Paris. Ramadhan. Juillet 2016. 32°C. Mais ciel orageux. Djamel, un algérien "fier de l'être". Un "Onetoutriste" de la première heure. Il ne cesse pas de le proclamer haut et fort. Partout. Mais surtout sur les réseaux sociaux. Même s'il est plus triste que Onetwo !

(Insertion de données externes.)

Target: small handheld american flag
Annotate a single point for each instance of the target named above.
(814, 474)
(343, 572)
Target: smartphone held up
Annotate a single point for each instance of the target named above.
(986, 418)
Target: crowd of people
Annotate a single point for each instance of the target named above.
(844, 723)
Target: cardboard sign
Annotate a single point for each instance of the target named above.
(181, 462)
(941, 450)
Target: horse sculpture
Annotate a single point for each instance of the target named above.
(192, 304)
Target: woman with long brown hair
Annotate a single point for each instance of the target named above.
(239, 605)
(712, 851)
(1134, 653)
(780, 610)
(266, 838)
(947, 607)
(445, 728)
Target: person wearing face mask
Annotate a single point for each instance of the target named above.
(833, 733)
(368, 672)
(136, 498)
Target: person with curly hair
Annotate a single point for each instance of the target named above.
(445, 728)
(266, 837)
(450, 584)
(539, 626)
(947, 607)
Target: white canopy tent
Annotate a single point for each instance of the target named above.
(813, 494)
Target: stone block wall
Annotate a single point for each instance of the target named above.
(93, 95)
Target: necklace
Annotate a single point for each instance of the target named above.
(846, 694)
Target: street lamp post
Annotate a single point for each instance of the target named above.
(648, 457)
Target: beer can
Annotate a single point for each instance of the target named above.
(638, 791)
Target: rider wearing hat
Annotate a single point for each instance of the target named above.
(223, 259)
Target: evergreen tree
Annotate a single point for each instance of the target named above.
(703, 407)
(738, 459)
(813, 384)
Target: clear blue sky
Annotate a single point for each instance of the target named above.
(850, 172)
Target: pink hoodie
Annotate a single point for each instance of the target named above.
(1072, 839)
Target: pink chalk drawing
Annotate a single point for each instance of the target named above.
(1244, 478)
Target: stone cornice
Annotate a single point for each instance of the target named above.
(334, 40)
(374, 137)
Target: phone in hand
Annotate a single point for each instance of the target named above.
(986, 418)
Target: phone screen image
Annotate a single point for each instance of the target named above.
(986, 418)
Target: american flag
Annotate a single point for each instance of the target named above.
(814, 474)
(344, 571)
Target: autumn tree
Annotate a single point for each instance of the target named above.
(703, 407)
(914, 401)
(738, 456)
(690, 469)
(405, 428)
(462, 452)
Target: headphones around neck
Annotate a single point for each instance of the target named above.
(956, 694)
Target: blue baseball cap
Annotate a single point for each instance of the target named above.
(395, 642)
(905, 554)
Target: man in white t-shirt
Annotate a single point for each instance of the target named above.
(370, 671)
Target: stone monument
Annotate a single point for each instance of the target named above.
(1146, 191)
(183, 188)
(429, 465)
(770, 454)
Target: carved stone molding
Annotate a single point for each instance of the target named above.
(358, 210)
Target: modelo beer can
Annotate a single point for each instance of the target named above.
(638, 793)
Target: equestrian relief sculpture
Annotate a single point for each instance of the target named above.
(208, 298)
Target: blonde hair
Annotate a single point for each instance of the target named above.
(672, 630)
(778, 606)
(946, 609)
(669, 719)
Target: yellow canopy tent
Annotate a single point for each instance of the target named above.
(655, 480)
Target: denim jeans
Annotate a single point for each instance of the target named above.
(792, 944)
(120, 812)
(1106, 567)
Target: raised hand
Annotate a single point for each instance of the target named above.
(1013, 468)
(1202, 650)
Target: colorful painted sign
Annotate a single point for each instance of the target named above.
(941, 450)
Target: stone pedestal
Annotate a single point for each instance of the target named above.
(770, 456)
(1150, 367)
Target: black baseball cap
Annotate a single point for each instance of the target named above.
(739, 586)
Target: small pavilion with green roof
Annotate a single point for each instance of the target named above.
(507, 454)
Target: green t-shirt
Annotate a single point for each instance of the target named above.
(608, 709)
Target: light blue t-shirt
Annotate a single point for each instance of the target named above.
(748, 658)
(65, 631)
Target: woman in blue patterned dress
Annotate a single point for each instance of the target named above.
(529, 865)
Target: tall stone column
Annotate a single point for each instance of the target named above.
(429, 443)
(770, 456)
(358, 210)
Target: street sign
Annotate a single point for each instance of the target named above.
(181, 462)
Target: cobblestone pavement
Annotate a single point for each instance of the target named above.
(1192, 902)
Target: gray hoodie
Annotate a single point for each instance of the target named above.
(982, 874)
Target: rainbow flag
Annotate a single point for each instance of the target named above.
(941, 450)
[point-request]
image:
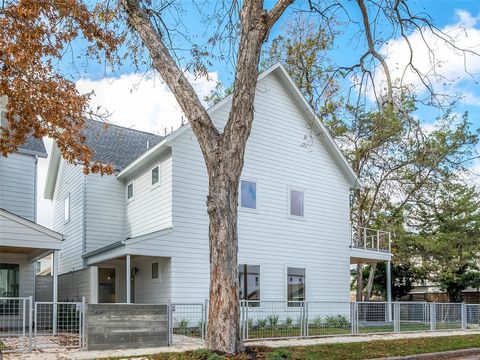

Djamel est à Barbes, quartier des "zarabes". Pour se rappeler l'ambiance d'Alger : ses odeurs, ses gâteaux, ses "friks" vendus à même le sol, el maadnouss, el matlôur, khobz eddar, Hamoud Boualem, les jus chimiques fluo vendus dans des sacs plastiques étanches.... Bref... Djamel aime ça. Alger lui manque. La chaleur ? Les voleurs à la tire ? Ces bus bondés ? La saleté ? La cherté de la vie ? L'insécurié ? Les embouteillages ? Non ! Non ! C'est rien ça. Du moins pendant cette période. Djamel est venu humer "Rihte elblad" à Barbes. Et oublier son chômage. Ce chômage qui le ronge et dont il ne voit pas la fin.

Ce n'est quand même pas pareil d'être au chômage en Algérie et ici !

Djamel était prof de maths à Khenchela. Dans un collège livré à lui-même. Il aimait son métier qu'il a choisi par passion. Issu d'une famille modeste, il exerçait son métier avec un professionnalisme rare de nos jours. Jusqu'au jour où, las de voir sa profession dévalorisée, des élèves démotivés, un environnement familial de moins en moins supportable, il a décidé de "tenter sa chance". Ailleurs !

Et hop ! Bonjour la France ! Au revoir l'Algérie. En ayant en tête la chanson de Mazouni. A lui Barbes et ses rues. Les TGV qui arrivent à l'heure. La politesse. La rigueur au travail. Les centimes d'euros qui valent encore. Les beaux parcs. L'ombre. L'Ombre ya Bou galb ! Les marchands de journaux. Les Librairies et bibliothèques, les musées, les centres culturels de presque tous les pays du monde....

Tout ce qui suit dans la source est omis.